China’s workforce and general population are ageing rapidly, and the grievously underfunded welfare and pensions system won’t cope. That’s a recipe for structural decline and turmoil, says Jonathan Compton.
• This article is the first in a two-part cover story. Read Rupert Foster’s counter argument here: China: Asia’s next success story
In 1983 I bought a train ticket from Hong Kong to the Hook of Holland. China and the USSR were hardly go-to tourist destinations at the time, but I was curious to see the Communist world, so I embarked on a 10,000 mile journey. Apart from the lack of the basics – electricity, food or sanitation – it was universally grey. Agriculture was largely horse-drawn, angry police were more abundant than cars and the locals were gloomy. It was neither comfortable nor fashionable (the only other Western passenger was a German vegan who went on hunger strike in Omsk to protest at poor service – no-one cared). Ever since then, I have been convinced that controlled economies don’t work.

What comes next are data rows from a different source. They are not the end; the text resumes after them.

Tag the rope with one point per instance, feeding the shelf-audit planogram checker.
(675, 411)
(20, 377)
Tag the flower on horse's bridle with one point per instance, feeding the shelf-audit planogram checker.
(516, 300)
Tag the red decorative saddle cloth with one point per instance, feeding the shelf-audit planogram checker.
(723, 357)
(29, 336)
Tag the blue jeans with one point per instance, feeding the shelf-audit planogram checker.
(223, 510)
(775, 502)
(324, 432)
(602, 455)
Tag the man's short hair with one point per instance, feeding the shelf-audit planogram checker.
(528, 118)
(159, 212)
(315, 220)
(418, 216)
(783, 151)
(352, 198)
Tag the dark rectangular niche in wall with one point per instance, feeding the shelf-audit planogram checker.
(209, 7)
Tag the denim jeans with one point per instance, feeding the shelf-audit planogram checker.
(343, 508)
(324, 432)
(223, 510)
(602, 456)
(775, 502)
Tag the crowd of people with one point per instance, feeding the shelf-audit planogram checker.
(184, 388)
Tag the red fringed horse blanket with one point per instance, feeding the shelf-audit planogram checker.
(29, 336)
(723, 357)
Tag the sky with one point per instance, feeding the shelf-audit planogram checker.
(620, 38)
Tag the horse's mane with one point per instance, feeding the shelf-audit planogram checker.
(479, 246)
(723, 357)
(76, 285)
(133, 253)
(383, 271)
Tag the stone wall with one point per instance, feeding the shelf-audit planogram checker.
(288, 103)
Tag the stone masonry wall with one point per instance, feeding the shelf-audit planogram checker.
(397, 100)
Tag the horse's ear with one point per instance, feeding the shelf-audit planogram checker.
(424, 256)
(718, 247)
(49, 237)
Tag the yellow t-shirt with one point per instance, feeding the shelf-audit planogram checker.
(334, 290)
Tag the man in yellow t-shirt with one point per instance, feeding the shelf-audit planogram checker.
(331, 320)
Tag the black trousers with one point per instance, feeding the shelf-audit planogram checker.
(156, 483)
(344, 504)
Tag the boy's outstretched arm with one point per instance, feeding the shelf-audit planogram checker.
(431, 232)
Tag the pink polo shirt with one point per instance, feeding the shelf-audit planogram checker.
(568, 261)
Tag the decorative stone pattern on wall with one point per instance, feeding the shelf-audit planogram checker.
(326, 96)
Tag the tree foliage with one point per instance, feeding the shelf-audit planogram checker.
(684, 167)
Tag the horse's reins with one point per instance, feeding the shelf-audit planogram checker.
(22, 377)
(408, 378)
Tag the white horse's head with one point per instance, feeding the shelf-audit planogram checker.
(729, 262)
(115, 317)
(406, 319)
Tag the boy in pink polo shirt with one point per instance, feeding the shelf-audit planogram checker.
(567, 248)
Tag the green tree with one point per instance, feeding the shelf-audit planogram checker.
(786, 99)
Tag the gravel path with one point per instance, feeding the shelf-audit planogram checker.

The social contract is about to unravel
Nevertheless, both professionally and privately, I have remained intrigued by China: intrigued by its rise from global minnow to global economic superpower; and by the accepted belief that it has found a “third way” – state-directed capitalism. In practice there has been a contract between the people of China and the all-powerful Communist Party (currently ruled by their most powerful autocrat ever, President Xi Jinping). The people are implicitly promised a rapidly improving standard of living – which to date has been delivered – along with the opportunity for individual enterprise and gain. The price is minimal individual rights: no meaningful vote, equality, independent judiciary or defined property ownership, and imprisonment for any dissent from the party. This bargain has worked wonderfully for 40 years, but no longer.
Western commentators have wrongly predicted a China crisis for years, citing several possible causes. These include corruption, the misallocation of capital, the giant inefficient state that still dominates the economy, and a banking system riddled with bad debts. While these are real problems, analysts’ spreadsheets are ignoring key structural issues, which tell a worse story.